General characteristics
- Displacement: 12,450 tons (full load)
- Length: 455 ft 0 in (138.68 m)
- Beam: 62 ft 0 in (18.90 m)
- Draught: 24 ft 0 in (7.32 m)
- Speed: 19 knots
- Complement: 536
- Armament: one 5 in (130 mm) gun mount,; twelve 40 mm gun mounts,; ten 20 mm gun mounts;

= USS Gallatin (APA-169) =

USS Gallatin (APA-169/LKA-169) was a Haskell-class attack transport acquired by the U.S. Navy during World War II for the task of transporting troops to and from combat areas.

== World War II service ==

The second ship to be named Gallatin by the Navy was built under United States Maritime Commission contract by the Oregon Shipbuilding Co., Portland, Oregon; launched 17 October 1944 sponsored by Mrs. Loran T. King of Portland; acquired by the Navy on a loan-charter basis 15 November 1944 and commissioned the same day at Astoria, Oregon.

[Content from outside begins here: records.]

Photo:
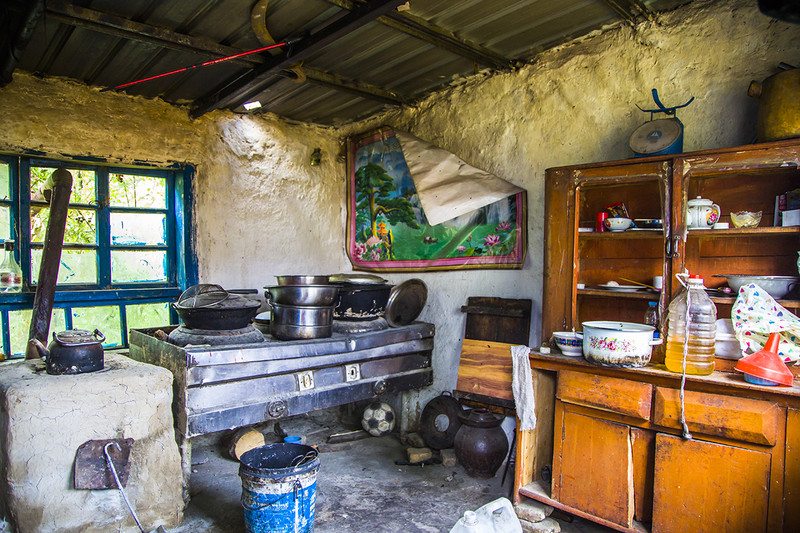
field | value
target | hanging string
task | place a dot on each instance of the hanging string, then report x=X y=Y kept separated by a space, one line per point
x=687 y=321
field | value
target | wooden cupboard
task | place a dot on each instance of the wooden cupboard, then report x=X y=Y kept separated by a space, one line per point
x=608 y=446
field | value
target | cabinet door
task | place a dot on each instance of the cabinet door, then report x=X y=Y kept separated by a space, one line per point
x=575 y=253
x=703 y=486
x=747 y=179
x=594 y=469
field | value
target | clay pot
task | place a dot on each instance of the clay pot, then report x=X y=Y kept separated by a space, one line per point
x=481 y=444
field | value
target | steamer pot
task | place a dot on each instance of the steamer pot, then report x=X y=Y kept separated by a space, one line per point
x=295 y=322
x=622 y=344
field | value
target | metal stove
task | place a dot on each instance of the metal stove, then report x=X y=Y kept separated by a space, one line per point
x=219 y=387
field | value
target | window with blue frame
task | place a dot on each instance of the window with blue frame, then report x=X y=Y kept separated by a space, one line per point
x=126 y=253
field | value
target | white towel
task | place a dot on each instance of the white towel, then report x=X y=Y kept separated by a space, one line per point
x=522 y=387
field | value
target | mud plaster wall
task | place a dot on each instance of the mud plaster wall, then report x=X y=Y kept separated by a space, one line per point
x=261 y=209
x=575 y=104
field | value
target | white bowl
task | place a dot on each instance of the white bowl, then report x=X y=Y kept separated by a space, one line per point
x=569 y=342
x=776 y=286
x=617 y=224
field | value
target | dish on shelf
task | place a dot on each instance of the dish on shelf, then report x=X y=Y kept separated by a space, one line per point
x=649 y=223
x=621 y=288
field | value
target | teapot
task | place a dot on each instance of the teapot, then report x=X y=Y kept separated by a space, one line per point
x=702 y=213
x=74 y=351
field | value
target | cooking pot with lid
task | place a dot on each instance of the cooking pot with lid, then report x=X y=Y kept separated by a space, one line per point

=== Pacific Ocean operations ===

After shakedown training out of San Pedro, Los Angeles, Gallatin departed San Diego, California, 18 January 1945 with more than a thousand troops plus cargo. In the ensuing months she carried passengers and military cargo to ports throughout the Pacific Ocean, supporting the final blows which forced Japan to surrender. She visited Hawaii; the Marshall Islands; the New Hebrides; New Caledonia; the Philippines; New Guinea; and the Admiralty Islands.

=== End-of-war operations ===

She sailed from the Philippines for the U.S. West Coast and arrived San Francisco, California, with nearly 1,500 weary war veterans 10 August 1945. Eight days later she headed west again with as many troops for garrison duty at Lingayen Gulf, Philippine Islands. During October she steamed to Japan with vehicles, stores, and advance elements of the Army's 25th Division which she landed at Honshū as occupation forces.

== Bringing the troops back home ==

Assigned to "Operation Magic Carpet" duty, Gallatin carried nearly 2,000 marines and other military veterans home from the Philippines and Hawaii. She reached San Diego, California, with her veteran passengers 20 November 1945, and then made another "Magic-Carpet" voyage to the Philippines which terminated at San Diego 25 January 1946.

== Post-war decommissioning ==

After transiting the Panama Canal, she decommissioned at Newport News, Virginia, 23 April 1946; was returned to War Shipping Administration (WSA) the following day; and was placed in the National Defense Reserve Fleet, James River, Virginia. She was struck from the Navy List on 8 May 1946. In 1969 she was classified "general cargo" as opposed to "troop transport" and was redesignated LKA-169. Returned to the Maritime Commission in April 1946 and stricken from the Navy List in May, she was in the reserve fleet until sold for scrapping in September 1983.